Em 1998, o antigo membro do Mars Underground, Robert Zubrin, usou o grupo como inspiração para lançar a Mars Society. Hoje, o grupo possui milhares de membros e organiza conferências anuais da Mars com participantes de alto nível, incluindo Elon Musk.

Chris McKay, que ainda estava trabalhando em seu Ph.D. quando ele co-fundou a Mars Underground, teve uma carreira de astrobiólogo, estudando organismos que vivem em ambientes extremos na Terra para obter informações sobre a vida em Marte. Atualmente, ele é um cientista planetário sênior da NASA, onde está envolvido ativamente no planejamento de futuras missões em Marte – incluindo eventuais viagens humanas. McKay agora defende colocar os humanos de volta na Lua, o que ele e outros acreditam ser um trampolim necessário para Marte. Ele também é campeão de uma missão robótica de retorno de amostras a Marte.
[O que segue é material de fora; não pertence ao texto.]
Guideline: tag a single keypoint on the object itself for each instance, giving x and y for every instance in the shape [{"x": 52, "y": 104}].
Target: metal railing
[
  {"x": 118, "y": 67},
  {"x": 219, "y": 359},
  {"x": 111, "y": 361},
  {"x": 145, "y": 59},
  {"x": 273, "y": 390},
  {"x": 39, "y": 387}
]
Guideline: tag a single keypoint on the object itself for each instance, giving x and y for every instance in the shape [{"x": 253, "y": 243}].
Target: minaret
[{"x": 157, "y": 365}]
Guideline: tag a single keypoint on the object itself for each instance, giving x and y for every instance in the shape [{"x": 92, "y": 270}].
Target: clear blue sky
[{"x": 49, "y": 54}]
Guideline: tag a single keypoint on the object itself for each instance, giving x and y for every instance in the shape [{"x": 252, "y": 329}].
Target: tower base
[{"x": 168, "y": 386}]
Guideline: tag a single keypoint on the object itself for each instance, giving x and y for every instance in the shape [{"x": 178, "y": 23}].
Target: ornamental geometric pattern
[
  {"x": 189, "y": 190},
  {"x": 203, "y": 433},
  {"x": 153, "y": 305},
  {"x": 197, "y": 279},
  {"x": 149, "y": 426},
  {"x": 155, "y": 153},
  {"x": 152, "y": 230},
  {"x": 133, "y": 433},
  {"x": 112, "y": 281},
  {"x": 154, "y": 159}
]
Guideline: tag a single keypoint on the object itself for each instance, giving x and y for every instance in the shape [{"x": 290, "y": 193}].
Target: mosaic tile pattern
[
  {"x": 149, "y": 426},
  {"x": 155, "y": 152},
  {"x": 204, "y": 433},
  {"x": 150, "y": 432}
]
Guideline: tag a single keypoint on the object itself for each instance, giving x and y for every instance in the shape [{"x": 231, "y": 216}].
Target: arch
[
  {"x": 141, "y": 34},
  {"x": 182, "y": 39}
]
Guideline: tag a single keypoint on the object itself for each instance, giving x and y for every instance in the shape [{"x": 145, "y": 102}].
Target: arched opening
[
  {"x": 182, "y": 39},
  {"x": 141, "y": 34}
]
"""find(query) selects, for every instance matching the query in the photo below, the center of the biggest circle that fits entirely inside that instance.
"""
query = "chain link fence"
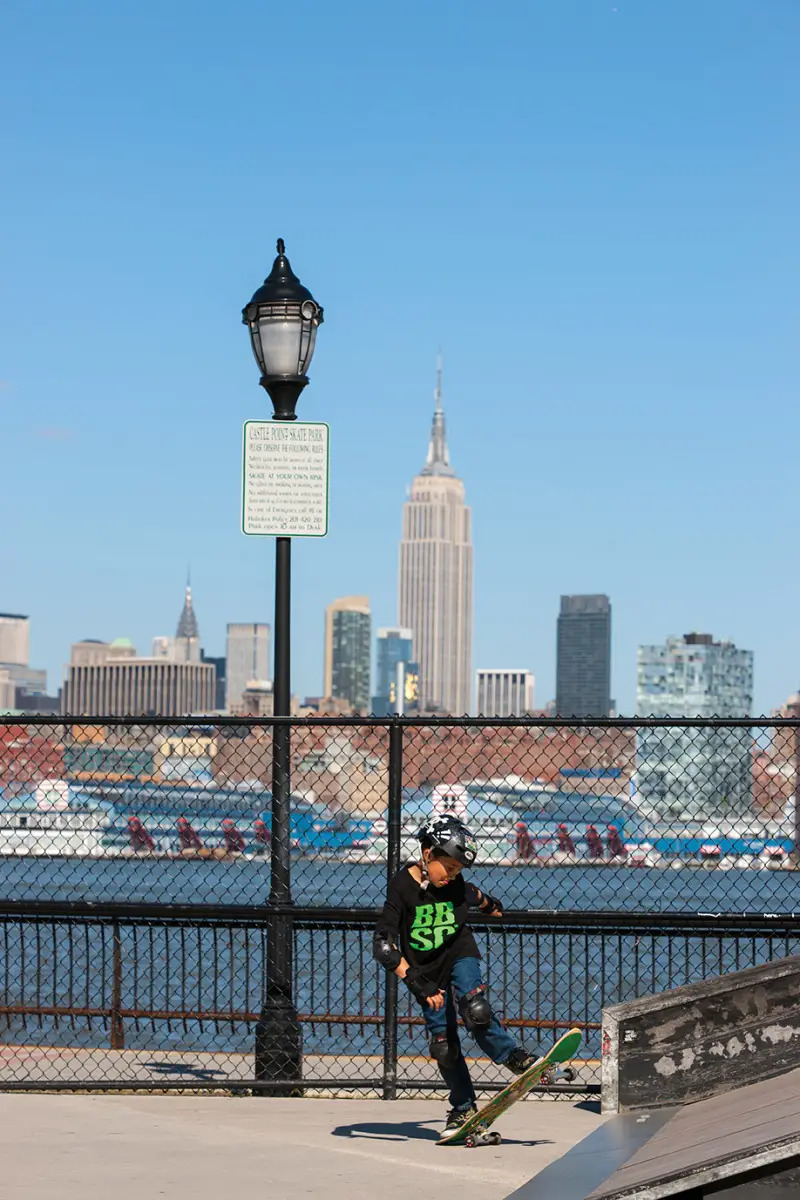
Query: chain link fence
(136, 857)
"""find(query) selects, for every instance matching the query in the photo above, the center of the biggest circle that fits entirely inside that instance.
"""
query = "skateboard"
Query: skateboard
(475, 1132)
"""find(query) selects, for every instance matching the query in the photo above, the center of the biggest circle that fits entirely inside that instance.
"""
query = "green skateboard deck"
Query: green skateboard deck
(475, 1131)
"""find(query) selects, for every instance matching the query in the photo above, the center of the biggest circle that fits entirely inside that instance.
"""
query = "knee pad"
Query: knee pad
(443, 1051)
(475, 1009)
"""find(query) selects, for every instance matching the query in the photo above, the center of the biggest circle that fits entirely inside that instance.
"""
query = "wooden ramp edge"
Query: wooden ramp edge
(702, 1039)
(752, 1132)
(725, 1145)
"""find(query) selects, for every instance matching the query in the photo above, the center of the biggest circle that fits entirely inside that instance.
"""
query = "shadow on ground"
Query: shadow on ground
(415, 1131)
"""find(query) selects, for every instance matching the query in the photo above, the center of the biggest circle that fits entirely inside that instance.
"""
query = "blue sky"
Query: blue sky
(590, 205)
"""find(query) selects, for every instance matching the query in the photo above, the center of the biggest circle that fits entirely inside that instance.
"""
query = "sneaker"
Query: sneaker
(456, 1117)
(519, 1060)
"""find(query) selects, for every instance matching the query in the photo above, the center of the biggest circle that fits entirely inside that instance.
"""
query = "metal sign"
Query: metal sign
(284, 479)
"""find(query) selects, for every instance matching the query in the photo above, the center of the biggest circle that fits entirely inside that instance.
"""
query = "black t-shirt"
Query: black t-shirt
(428, 924)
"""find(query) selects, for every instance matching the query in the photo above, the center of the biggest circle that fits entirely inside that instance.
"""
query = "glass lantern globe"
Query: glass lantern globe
(282, 318)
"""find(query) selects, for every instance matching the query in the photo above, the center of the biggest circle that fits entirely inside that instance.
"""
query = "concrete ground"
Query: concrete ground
(197, 1147)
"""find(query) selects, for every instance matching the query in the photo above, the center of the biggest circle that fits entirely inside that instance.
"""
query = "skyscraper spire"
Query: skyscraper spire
(187, 622)
(438, 461)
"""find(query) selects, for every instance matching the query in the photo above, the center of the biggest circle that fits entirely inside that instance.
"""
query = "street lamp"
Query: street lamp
(282, 319)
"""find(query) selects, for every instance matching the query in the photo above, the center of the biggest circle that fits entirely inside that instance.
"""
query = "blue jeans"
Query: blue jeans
(494, 1041)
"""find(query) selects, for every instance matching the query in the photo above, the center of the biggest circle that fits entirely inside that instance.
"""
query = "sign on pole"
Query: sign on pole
(284, 479)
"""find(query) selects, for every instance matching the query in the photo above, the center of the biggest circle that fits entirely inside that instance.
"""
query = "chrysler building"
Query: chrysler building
(435, 577)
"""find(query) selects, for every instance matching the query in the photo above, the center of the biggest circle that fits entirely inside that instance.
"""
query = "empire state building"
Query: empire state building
(435, 577)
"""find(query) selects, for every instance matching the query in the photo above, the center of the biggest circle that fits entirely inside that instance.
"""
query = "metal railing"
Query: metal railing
(119, 996)
(134, 952)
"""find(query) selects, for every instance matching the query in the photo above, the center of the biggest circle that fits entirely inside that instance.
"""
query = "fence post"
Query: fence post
(118, 1033)
(795, 832)
(392, 868)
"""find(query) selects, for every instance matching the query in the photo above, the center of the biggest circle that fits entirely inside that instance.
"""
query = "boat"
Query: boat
(54, 820)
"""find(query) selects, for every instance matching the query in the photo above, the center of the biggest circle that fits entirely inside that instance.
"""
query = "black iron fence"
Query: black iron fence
(134, 862)
(131, 997)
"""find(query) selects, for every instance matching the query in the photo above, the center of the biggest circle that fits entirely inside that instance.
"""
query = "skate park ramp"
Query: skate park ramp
(744, 1145)
(705, 1081)
(702, 1039)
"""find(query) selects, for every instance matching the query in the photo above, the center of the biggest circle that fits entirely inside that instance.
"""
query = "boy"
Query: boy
(423, 937)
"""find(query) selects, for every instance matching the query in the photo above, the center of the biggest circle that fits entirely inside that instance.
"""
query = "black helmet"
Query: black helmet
(451, 837)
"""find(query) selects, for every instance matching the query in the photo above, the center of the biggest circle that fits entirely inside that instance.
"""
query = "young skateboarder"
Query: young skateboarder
(423, 937)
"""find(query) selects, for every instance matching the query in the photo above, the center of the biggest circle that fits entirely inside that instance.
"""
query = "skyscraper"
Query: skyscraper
(348, 633)
(583, 664)
(704, 772)
(28, 682)
(435, 576)
(109, 681)
(14, 634)
(187, 636)
(247, 659)
(504, 693)
(396, 673)
(185, 646)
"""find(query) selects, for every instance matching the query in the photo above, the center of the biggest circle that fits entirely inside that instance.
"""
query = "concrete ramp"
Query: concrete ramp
(702, 1039)
(740, 1145)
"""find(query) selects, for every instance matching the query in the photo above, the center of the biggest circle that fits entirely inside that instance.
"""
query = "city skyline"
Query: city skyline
(624, 415)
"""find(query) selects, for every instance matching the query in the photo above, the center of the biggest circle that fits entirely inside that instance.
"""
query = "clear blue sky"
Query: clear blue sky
(591, 205)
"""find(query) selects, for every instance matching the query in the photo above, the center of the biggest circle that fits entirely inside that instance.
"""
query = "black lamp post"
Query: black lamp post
(282, 318)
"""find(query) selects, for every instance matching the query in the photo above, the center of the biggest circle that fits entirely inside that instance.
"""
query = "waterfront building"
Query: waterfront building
(108, 679)
(247, 658)
(435, 576)
(504, 693)
(583, 657)
(702, 773)
(348, 630)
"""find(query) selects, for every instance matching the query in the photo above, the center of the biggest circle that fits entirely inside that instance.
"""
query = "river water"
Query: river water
(318, 881)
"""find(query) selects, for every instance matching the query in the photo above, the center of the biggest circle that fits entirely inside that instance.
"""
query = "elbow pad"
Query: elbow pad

E é exatamente isso que a NASA planeja fazer. Nesse mês de Julho, eles lançarão o rover Mars mais sofisticado já construído, que buscará vidas passadas e coletará amostras de solo marciano. Enquanto isso, a agência espacial contratou uma série de empresas privadas de voos espaciais para o seu programa Artemis, que a NASA espera que devolva os astronautas à Lua em 2024. A partir daí, será para Marte nas décadas seguintes.

Embora os sonhos dos membros do Mars Underground possam ter levado muito mais tempo para se tornar realidade do que esperavam, a cada ano que passa sua ambiciosa visão de ser uma espécie interplanetária está marchando em direção à realidade.